Reputation: 806
following my previous post, I would like to ask the reason why a variable is being initialised when I try to update its value. I am trying to find a way to fix this issue.
What I am wishing to do is updating the variable's original value by adding a small random quantity q = random-float 0.1
, only when I add this-item
to the neighbours' lists.
My expected output would be:
(object 16) with original attribute 0.147 neigh: 0 (object 16) with updated attribute 0.167 with random-float 0.02
i.e. without initialising the original value:
(object 16) with original attribute 0.147 neigh: 0 (object 16) with updated attribute 0.02 with random-float 0.02
The latter is my current output, and this is wrong.
I do not know how to fix this issue within my code. I am still trying to understand what is going wrong, but I have not found yet a way to fix it, so I hope you can help me to understand more. My code is the following:
if breed = breed1 [
set selected people
hatch-items 1 [
hide-turtle
set chosen selected
set attribute1 random-float 1
set attribute2 attribute1
set this-item self
print (word " attribute1 " attribute1 " attribute2 " attribute2)
ask myself [
set my-list fput this-item my-list
] ;; close ask myself
] ;; close hatch
; ADD NEW ITEM TO NEIGHBOURS' LISTS ;
print (word " Before updating value, attribute1 " attribute1 " attribute2 " attribute2)
ask link-neighbors with [breed = breed1] [
let q random-float 0.1
set attribute1 (attribute1 + q)
print (word " After updating value, attribute1 " attribute1 " attribute2 " attribute2 " q " q)

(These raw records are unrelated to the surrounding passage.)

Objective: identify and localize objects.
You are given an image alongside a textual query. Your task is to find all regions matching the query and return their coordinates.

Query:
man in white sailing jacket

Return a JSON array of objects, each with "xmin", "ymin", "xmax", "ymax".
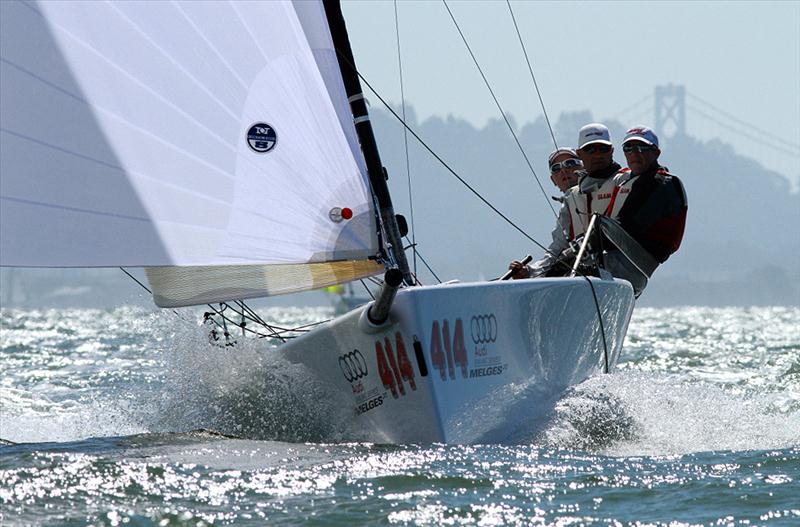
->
[
  {"xmin": 508, "ymin": 148, "xmax": 583, "ymax": 280},
  {"xmin": 508, "ymin": 123, "xmax": 622, "ymax": 279},
  {"xmin": 565, "ymin": 123, "xmax": 622, "ymax": 240}
]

] ;; close ask link-neighbors
] ;; close if
I put some print function to see the outputs:
the first print returns me attribute1 0.85 and attribute2 0.85
print (word " attribute1 " attribute1 " attribute2 " attribute2)
the second output returns me attribute1 0 and attribute2 0
print (word " Before updating value, attribute1 " attribute1 " attribute2 " attribute2)
the third output returns me attribute1 0 attribute2 0 and q 0.08
print (word " After updating value, attribute1 " attribute1 " attribute2 " attribute2 " q " q)
What is happening is that attribute1
is initialised within the ask link-neighbors
, so I am adding the quantity q
to 0
, and not to the original value of attribute, defined in the hatch.
Could you please help me to update it, without initialising the value?
Many thanks
Upvotes: 0
Views: 61
Reputation: 1473
Nothing is being initialized. Your problem is that you have two different scopes.
The variable "attribute1" that you set within the hatch block belongs to the hatched agent. The variables of the same name "attribute1" in your "ask link-neighbors" block belong to the link-neighbors.
So your ask link-neighbors statement
set attribute1 (attribute1 + q)
is asking each link-neighbor to set its own "attribute1" to its own attribute1 plus q. What you want instead is to ask each link neighbor to set its own attribute1 to the recently-hatched agent's variable "attribute1" plus q.
If we had dot notation, which we don't, you'd want something like
set neigbhor.attribute1 ( hatched_agent.attribute1 + q )
Since your ask link-neighbor code is outside the scope of the hatched agent, there's no way to use something like "self" or "myself" to point to the right variable of that name.
One way around this problem would be to define a new global variable, maybe call it "passed-ball"
globals [ passed-ball ]
Then inside the hatch block you could
set passed-ball attribute1
And then in your ask link-neighbors block of code, you could say
set attribute1 (passed-ball + q)
Alternatively,instead of making this passed-ball totally global, which violates the guidelines of using as few global variables as possible, you could use another method to persist the value you want between the hatch block and the ask link-neighbors block: "passed-ball" could be an variable owned by the agent that is the one referred to at the very top of the code you posted, about which you are asking whether breed = breed1.
I think that both the hatch code and the ask-link-neighbors code could see and implicitly refer to a variable called "passed ball" that was owned by this high-level agent. Just don't name it "attribute1" yet again or there would then be three different "attribute1" meanings floating around and it would be even more likely that you or some later person modifying the code would make some error and refer implicitly to the wrong one.